Orhan Yıldırım

Tarih: 05.02.2024 17:20

SEN NE TALİHSİZ KOMŞUMUZDUN HATİCE TEYZE

Facebook Twitter Linked-in

ANLATACAKLARIMI ikinci bir kaynaktan değil, yaşayarak, bir kısmına tanıklık ederek öğrendim. Hayatta tanıdığım en talihsiz, en kederli, en kavgacı kadın olan kapı komşumuz Hatice Teyze’nin öyküsü kendi ağzından uzun bir kış gecesinde dinledim.

Erzurum’un yoksul semtlerinden birisinde beşi kız, dördü erkek 9 kardeşin en büyüğü olarak dünyaya geldi. Babası at arabacıydı. Sebze halinde, bakkal ve manavlara yük taşıyarak evinin nafakasını çıkarırdı. Toprak damlı, sıvasız iki odalı gecekonduda yaşıyordu. Evleri okula yakındı ama babası yoksulluktan hiçbirisini okula gönderememişti. Hatice Teyze 16 yaşında komşularının oğlu 19 yaşındaki Üzeyir’e kaçmıştı. Üzeyir’in de ailesi fakirdi. Üzeyir ile Hatice aile büyüklerinin araya girmesiyle resmi nikah kıyıldı. Bu evlilikten 4’ü kız, 8 çocukları olmuştu.4 tane de düşük yapmıştı Hatice Teyze. Torpilin, rüşvetin, adam kayırmanın yüksek olduğu bir dönemde Üzeyir, asker dönüşü köylüsü olan iktidar partisi milletvekilinin aracılığıyla bir kamu kuruluşunda geçici şoför olarak işe girdi.

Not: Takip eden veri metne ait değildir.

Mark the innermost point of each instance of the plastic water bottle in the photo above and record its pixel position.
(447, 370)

Hatice Teyze, çocuklarının üzerine titriyordu. Bir apartmanda kirada oturuyorlardı. Ekonomik sıkıntı nedeniyle çocuklarını liseden sonra okutamamıştı. Çocuklar da okumaya isteksizdi. Yoksulluk yuvalarındaki huzuru yok etmişti. Üzeyir içkiye başlamıştı. Akşamları eve sarhoş geliyor, Hatice ile kavga ediyordu. Komşular, kavgayı ayırmak için kapıya dayanıyordu. Bu da kar etmeyince telefon ihbarı ile polis çağrılırdı. Hatice Teyze evin içerisinde, apartman içerisinde ve sokakta bağırıp, çağırıp Üzeyir’i hakaret ve beddua ederdi. Karakolda ise şikayetçi olmazdı. Karakol amiri ve polisler, “Bu yaptığınız çok ayıp. Size hiç yakışıyor mu? Boyunuz kadar çocuklarınız var. Yaşınızdan başınızdan utanın biraz. Haydi barışın. Bir daha burada sizi görmeyelim” diyerek tarafları ikna edip, barıştırıp eve gönderiyordu. Çocuklarda anne ve babalarının kavgalarında annelerinin tarafını tutardı.

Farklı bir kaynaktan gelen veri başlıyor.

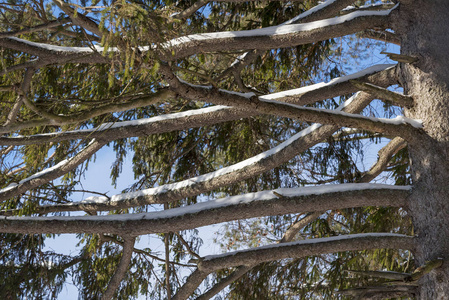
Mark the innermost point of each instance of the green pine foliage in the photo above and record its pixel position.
(73, 89)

Aradan yıllar geçti. Aile içi kavgalar içerisinde büyüyen çocuklar erken yaşta evlenip yuvadan uçtu. Hatice Teyze, kocasından yediği dayak nedeniyle sıkça gözünün çevresi morarmış ya da dudağının çevresi yarılmış, şişmiş olarak görülürdü. Beyaz leçeği ve üzerine büyük gelen gri pardüsü ile mahalle bakkalından ekmeği almaya gittiğinde kocasını komşulara kötülemekten geri durmazdı.”Komşular kınamayın beni. Kınayanın başına gelsin. Benim ki yine yok yere dövdü, haşat etti. Ağzımı, burnumu kırdı gavat. Kime gidim, kime sığınım bacım. Bana bir akıl verin, bir yol gösterin Allah’ınızı severseniz. Saçlarımdan tuttuğu gibi yerde sürükledi. Hıncını aldıktan sonra beni kanlar içerisinde yerde bıraktı. Allah‘ın belası, şerefsiz. Erkenden ölmüyor da kurtulayım.” diyerek beddua ve hakaretini sıralardı.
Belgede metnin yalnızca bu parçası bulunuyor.